Tuesday, May 2, 2017

Last days of Blighty

Following the ANZAC commemorations and return to Chichester we were well in need of a rare sleep-in, which thankfully we got. Wednesday was spent fairly quietly which was good after weeks of activity. We wandered Chichester a bit and did some looking for a few bits and pieces to bring home... we are not much for souvenirs or shopping as already noted so we didn't end up with much, and nobody has great presents to look forward to! Sadly I couldn't fit any walnut writing desks or vintage wingback armchairs in my fairly small gearbag. We spent the evening with family.
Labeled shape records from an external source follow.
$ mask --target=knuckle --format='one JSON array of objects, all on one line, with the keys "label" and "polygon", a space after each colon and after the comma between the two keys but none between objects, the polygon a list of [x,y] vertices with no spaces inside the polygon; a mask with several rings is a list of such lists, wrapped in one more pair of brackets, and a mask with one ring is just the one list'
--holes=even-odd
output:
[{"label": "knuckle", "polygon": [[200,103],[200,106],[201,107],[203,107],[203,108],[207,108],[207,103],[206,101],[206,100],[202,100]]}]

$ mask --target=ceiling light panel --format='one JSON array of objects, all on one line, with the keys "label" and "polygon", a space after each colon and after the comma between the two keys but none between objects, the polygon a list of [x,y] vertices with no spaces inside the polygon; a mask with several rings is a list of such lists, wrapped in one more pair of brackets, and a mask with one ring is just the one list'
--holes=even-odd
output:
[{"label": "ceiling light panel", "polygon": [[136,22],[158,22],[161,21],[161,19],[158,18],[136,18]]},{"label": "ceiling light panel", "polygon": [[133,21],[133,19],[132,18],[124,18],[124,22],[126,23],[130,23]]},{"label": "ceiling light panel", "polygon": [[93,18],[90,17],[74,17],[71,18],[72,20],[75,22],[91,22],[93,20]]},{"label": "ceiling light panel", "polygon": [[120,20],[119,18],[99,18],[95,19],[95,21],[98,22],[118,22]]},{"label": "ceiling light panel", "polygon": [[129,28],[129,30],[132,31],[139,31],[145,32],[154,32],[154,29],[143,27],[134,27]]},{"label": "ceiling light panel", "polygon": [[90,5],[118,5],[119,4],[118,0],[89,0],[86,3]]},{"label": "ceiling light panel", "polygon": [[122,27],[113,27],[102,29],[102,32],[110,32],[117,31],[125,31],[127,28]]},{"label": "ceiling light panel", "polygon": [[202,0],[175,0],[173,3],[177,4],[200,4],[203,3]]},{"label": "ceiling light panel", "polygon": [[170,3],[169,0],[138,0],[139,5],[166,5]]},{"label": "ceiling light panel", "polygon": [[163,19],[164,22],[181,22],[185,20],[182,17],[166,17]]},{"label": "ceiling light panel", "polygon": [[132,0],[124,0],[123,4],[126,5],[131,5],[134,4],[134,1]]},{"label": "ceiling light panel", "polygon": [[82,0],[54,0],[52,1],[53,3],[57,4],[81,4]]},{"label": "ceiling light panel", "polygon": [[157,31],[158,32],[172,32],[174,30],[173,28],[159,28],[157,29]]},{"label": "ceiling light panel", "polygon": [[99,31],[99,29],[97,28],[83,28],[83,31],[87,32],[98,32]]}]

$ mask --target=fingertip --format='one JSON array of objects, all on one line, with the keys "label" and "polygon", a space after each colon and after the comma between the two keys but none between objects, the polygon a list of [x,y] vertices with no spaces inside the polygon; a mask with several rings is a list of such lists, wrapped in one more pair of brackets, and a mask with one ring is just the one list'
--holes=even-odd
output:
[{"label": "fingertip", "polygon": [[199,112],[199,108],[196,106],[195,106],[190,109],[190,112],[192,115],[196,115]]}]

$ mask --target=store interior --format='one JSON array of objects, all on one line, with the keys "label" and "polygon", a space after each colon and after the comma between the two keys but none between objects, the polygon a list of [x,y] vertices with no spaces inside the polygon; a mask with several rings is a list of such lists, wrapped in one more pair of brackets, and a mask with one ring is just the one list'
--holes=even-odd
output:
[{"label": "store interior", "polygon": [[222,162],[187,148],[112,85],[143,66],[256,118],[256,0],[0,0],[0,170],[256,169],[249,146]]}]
Thursday we headed to Portsmouth with father-in-law and took one last swing at history with a visit to the historic port and naval base. We spent a most interesting day there visiting the extremely impressive HMS Victory (250 year old flagship of the great Admiral Nelson, on which he died while winning the famous Battle of Trafalgar against the dastardly French), which now lives in dry-dock, and the also impressive Mary-Rose museum, where the preserved remains of the 500 year old warship and many amazing surviving relics are now on display after being recovered from the mud at the bottom of the harbor in the 1980s and having been through a preservation process which only finished at the start of this year.





The remarkable, and large, HMS Victory, still a commissioned ship of the British navy after 250 years. She was badly battered at Trafalgar but survived that and various other conflicts, including damage by Nazi bombs, and is now in amazing restored condition, albeit without full masts.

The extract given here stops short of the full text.